Friday, January 16, 2009

Gettin' on the Space Station Program

In January 1987, I was a Contracts Manager for Boeing Computer Services, a division of The Boeing Company. I had just been pulled from the commercial contracts side of the house to the Government contracts section, because I had Government contract experience, and the company needed someone to manage the contract for a new project we had just won with the Army at Ft. McPherson, Georgia. Two weeks after I started that project, the contract award was protested by an unsuccessful bidder, and to our shock, the Army cancelled the contract.

As I was preparing to leave Atlanta to return to Washington, I got a call from my director. I was ordered to fly to Houston and go to Johnson Space Center, where we were being awarded a contract with NASA for the Space Station Freedom Technical and Management Information System (TMIS). I was to be the contract manager for this $350 million, 8-year project!

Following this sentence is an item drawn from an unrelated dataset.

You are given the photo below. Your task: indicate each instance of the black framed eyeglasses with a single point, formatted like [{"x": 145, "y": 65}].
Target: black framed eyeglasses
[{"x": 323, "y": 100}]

I couldn't believe it...I was part of the space program! -- and totally without any effort on my part.

TMIS was NASA's way of bringing all the technical and design documents for the budding Space Station Freedom, no matter where in the country they were produced, into one system. This was before the Internet was accessible commercially, before there were common document formats. TMIS gave NASA the first capability to transmit and share rich-content documents across NASA centers. We were also implementing what was at the time one of the largest Oracle databases ever designed - several terabytes (which is pretty small by today's standards).

I was on the program for more than two years. My office was right across the parking lot from the Space Station Program office. I really enjoyed being able to say I was part of the program. Things got messy in 1989 when I became aware of some improper behavior by a NASA manager. I got drawn into a whistle-blowing situation and ended up being taken off of the program. I left Boeing a month later. And ultimately, Freedom never flew, although many of its design ideas were eventually used by the International Space Station program.

I found this TMIS paperweight on eBay in 2006, celebrating the completion of the Preliminary Design Review for the system.